Today, surveys show that the public has lost trust in the major news media. The recent news about advertisers pulling their accounts from a conservative news commentator that resulted in his removal is a classic example of business as usual for entire issues like nuclear. The overt agenda, or bias of corporate owned media conglomerates, especially for anything labeled “in the national interest” makes the nuclear issue “a canary in the coal mine” example of just how truly damaging the consumer driven news media is with its bottom line history of pro-nuclear propaganda that has long been protecting both the nuclear power and weapons issue for serious public critique.
The Ugly
Forbes: “The failure of the U.S. nuclear power program ranks as the largest managerial disaster in business history.”
In February 1985, Forbes Magazine published a 35 page investigative piece on the financial collapse of America’s nuclear energy industry. On the cover of the piece would be one of the most powerful epitaphs of nuclear power ever written by the media. Why would the Forbes piece not be included the good section on nuclear? Because, the piece claimed that the industry’s failure had nothing to do with public opposition.
By making such a claim, the magazine failed, like most of the rest of this country’s media to acknowledge the role the anti-nuclear movement had been fighting since the 1950’s in blocking hundreds of nuclear reactors from ever opening. By censoring the concerns and activism of millions of people around the world, it does disservice to the dedicated work of people that have dedicated their lives to stopping the nuclear nightmare. For your reading pleasure…
Albert Einstein urged President Roosevelt in 1939 to initiate the Manhattan project would be smeared by Life, which in 1949 listed Einstein as one of 50 prominent US “dupes and fellow travelers” used as “weapons” by communists.
In 1950, Einstein appeared on an NBC program called “Today With Mrs. Roosevelt.” He made a speech warning Americans that the “idea of achieving security through national armament is… a disastrous illusion,” that the arms race between the US and the Soviet Union had assumed a “hysterical character,” and that with the advent of hydrogen bombs, “radioactive poisoning of the atmosphere and hence annihilation of any life on Earth has been brought within the range of technical possibilities.”

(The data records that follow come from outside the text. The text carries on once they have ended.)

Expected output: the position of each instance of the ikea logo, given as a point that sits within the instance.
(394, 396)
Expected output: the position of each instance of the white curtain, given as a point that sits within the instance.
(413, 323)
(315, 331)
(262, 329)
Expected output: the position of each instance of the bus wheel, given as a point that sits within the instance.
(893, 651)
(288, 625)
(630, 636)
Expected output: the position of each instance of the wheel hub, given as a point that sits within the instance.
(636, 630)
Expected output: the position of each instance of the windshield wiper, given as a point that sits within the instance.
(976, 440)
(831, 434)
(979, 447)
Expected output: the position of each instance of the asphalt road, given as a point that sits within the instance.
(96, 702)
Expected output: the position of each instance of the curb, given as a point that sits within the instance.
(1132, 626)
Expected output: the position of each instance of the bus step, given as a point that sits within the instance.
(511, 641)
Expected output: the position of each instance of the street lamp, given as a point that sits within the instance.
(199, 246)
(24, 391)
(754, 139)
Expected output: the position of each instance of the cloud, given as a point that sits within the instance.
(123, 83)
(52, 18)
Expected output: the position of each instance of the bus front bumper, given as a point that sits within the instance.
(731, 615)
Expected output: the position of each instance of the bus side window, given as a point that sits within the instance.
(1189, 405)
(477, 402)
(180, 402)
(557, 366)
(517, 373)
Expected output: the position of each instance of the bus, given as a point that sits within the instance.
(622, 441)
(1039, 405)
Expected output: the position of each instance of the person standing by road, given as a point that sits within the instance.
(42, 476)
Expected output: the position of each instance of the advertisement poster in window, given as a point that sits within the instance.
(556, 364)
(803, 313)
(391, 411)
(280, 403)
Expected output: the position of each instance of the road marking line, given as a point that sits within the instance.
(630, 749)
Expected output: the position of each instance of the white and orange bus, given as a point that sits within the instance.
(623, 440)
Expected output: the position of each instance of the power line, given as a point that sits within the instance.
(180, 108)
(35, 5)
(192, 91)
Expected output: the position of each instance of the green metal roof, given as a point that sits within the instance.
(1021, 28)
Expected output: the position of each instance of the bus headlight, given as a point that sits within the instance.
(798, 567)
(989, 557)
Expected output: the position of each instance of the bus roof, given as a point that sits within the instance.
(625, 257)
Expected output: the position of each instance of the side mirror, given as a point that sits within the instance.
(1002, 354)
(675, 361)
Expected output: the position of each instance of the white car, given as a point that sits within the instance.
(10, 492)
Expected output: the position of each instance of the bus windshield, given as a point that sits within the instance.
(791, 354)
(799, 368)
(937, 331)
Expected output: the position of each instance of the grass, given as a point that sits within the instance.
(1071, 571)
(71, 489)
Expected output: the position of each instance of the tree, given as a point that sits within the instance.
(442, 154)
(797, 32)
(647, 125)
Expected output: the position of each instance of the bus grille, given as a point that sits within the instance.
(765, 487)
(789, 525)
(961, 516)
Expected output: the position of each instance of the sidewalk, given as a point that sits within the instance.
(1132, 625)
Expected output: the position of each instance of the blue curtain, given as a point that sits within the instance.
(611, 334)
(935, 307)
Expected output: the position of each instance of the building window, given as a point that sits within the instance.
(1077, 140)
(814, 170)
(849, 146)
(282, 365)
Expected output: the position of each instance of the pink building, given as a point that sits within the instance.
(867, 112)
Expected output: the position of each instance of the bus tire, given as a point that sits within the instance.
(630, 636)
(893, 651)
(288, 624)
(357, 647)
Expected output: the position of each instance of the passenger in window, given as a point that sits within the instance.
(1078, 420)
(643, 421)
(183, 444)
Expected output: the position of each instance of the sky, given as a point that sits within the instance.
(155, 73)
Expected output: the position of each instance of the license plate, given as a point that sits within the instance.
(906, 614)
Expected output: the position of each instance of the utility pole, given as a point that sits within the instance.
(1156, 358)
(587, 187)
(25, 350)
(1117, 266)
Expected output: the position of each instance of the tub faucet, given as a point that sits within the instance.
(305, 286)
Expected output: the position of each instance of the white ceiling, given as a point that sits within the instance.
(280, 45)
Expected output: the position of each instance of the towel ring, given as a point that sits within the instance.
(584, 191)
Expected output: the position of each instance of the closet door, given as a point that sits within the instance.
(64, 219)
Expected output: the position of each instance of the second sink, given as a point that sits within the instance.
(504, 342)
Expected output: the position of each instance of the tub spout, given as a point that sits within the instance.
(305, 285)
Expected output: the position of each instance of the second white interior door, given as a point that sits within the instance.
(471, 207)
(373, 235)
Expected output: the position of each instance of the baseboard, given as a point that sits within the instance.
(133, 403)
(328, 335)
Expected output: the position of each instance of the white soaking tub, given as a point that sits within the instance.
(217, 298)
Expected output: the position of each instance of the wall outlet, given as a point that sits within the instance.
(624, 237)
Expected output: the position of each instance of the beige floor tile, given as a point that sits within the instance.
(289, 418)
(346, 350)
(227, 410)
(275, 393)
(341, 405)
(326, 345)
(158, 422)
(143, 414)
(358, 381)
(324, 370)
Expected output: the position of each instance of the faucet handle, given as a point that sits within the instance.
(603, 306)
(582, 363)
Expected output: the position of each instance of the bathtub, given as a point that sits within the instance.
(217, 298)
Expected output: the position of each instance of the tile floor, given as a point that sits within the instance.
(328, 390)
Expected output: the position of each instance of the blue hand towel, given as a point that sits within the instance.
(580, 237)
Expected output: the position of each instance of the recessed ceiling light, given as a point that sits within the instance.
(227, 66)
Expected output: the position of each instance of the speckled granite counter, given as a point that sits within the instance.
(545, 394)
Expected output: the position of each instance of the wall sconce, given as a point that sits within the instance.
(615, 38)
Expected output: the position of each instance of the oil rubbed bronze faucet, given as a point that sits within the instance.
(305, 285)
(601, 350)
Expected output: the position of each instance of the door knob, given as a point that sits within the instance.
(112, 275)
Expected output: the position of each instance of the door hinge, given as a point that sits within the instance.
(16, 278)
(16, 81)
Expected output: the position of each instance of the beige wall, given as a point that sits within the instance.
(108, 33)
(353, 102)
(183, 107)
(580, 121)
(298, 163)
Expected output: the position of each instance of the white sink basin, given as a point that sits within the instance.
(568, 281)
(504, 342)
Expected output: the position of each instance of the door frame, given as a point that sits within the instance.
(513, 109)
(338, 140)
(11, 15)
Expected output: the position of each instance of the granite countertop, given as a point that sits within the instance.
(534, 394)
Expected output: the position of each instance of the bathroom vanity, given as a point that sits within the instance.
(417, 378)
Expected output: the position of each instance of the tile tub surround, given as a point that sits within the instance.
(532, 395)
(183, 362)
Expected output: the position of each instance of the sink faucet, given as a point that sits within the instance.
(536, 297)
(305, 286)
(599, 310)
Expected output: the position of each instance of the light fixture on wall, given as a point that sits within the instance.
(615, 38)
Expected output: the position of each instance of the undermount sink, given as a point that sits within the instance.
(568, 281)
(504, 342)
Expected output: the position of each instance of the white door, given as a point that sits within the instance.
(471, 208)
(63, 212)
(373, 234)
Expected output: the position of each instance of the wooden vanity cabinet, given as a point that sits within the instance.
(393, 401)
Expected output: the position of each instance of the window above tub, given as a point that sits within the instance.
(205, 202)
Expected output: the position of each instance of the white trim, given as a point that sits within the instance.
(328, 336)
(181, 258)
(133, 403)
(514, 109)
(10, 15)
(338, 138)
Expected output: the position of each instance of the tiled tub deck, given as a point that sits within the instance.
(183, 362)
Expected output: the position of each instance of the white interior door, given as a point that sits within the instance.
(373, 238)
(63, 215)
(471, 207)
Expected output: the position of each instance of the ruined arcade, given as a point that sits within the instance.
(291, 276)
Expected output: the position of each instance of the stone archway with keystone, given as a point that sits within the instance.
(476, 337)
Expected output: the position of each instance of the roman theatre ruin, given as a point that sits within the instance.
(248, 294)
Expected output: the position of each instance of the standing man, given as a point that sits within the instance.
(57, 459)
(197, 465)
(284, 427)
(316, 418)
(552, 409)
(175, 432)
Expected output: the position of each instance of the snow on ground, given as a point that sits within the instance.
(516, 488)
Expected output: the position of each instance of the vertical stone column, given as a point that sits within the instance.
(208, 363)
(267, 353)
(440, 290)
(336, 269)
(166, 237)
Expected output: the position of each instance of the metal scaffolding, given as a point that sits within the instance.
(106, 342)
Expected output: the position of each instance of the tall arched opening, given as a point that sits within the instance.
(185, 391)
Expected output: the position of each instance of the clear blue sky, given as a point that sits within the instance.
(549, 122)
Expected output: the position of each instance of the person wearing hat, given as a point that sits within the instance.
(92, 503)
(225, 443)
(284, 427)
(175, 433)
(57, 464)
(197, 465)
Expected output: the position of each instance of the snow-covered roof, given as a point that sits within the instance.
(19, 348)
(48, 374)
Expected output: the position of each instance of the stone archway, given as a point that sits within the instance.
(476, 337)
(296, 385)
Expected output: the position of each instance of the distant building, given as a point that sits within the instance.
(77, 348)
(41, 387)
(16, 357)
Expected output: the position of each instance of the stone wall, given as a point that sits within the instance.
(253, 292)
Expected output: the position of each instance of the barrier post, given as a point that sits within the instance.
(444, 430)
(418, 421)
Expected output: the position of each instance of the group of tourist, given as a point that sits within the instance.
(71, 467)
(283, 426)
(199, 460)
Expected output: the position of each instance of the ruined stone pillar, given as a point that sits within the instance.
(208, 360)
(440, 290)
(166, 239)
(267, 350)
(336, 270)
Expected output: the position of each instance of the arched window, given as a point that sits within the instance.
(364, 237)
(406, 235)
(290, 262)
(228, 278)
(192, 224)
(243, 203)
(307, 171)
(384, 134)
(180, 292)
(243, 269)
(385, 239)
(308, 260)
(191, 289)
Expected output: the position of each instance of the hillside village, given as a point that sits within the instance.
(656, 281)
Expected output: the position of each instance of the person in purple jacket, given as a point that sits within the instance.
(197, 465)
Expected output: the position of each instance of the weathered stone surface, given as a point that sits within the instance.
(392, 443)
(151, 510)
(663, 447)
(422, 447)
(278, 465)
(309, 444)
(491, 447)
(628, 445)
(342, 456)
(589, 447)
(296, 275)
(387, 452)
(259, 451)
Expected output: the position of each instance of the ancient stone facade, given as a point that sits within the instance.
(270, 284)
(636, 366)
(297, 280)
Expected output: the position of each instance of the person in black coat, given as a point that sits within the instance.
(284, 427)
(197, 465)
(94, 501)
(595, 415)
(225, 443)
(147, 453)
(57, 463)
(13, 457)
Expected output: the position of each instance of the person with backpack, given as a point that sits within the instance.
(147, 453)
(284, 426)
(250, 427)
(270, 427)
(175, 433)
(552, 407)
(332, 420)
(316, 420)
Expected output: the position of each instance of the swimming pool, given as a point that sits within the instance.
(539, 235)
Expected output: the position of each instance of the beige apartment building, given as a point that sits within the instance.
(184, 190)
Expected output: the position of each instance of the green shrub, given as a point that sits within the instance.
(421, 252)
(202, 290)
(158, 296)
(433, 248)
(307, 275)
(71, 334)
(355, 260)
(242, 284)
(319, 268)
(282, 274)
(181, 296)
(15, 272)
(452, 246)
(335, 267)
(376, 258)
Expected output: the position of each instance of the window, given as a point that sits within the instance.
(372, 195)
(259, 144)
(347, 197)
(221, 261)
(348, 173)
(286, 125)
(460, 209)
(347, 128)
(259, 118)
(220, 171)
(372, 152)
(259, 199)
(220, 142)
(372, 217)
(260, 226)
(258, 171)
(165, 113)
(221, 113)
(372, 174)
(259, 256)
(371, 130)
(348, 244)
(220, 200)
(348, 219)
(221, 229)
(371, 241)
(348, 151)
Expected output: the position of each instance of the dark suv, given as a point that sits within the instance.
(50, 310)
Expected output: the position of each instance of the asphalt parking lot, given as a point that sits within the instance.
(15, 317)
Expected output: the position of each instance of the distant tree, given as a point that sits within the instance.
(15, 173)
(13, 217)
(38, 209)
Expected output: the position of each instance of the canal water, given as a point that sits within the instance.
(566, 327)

In 1946, Albert Einstein, Leo Szilard and other prominent scientists formed the Emergency Committee of Atomic Scientists (ECAS) to aid public understanding of pressing atomic issues.
Other prominent scientists like J. Robert Oppenheimer, who led the government’s program to build the first atomic bomb would also be smeared during the height of the “Red Scare”, having his carreer ruined for standing up publicly against the expansion of the nuclear weapons program by the McCarthyists that would purge many prominent writers, Hollywood personalities, labor activivists and leftists across the U.S.